Monday, January 24, 2011

Israel’s public relations policy: never apologise, always confuse

Jesse Rosenfeld and Joseph Dana,The National, Jan 12, 2011

Never believe the Israeli army killed an unarmed civilian until it’s officially denied. This paraphrasing of Mark Twain’s “never believe anything until it has officially been denied,” should become a mantra for journalists operating in the Middle East.

It is a point reinforced recently by the death of a West Bank Palestinian resident, Jawaher abu Rahmah, who died from tear gas exposure during the recent demonstration against Israel’s separation wall and land annexation in the village of Bil’in.

It has become an almost predictable pattern: a Palestinian civilian is killed during a demonstration or Israeli military incursion and the evidence and witness testimony clearly demonstrates Israeli culpability. Then, military sources give farfetched and contradictory statements that become the central focus in Israeli and American media reports.

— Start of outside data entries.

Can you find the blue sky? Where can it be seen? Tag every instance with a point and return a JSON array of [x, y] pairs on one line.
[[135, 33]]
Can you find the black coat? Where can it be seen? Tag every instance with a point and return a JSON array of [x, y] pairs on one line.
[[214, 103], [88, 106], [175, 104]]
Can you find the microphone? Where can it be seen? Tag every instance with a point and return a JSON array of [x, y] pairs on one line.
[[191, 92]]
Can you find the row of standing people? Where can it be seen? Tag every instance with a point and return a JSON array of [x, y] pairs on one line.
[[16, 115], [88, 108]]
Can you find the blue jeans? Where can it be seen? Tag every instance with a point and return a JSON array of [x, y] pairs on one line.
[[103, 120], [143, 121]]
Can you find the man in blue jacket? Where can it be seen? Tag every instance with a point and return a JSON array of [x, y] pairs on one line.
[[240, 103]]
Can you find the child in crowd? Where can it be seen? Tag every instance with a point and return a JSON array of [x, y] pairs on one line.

Jawaher, the 36-year-old sister of Bassem abu Rahmah – who was killed in 2009 from a high-velocity Israeli tear-gas canister fired directly at his chest – was seen by demonstrators, family members and the ambulance driver that took her to hospital, experiencing asphyxiation from a large amount of tear gas. Immediately following her death on January 1, quotes from unnamed Israeli military personnel began saturating the pro-Israel blogosphere. Statements ranging from claims that she was not at the protests and had cancer, to her being released from the hospital and later dying at home moved seamlessly from unvetted blogs to the headlines of Israeli dailies, and then into the main focus of news coverage in the American press.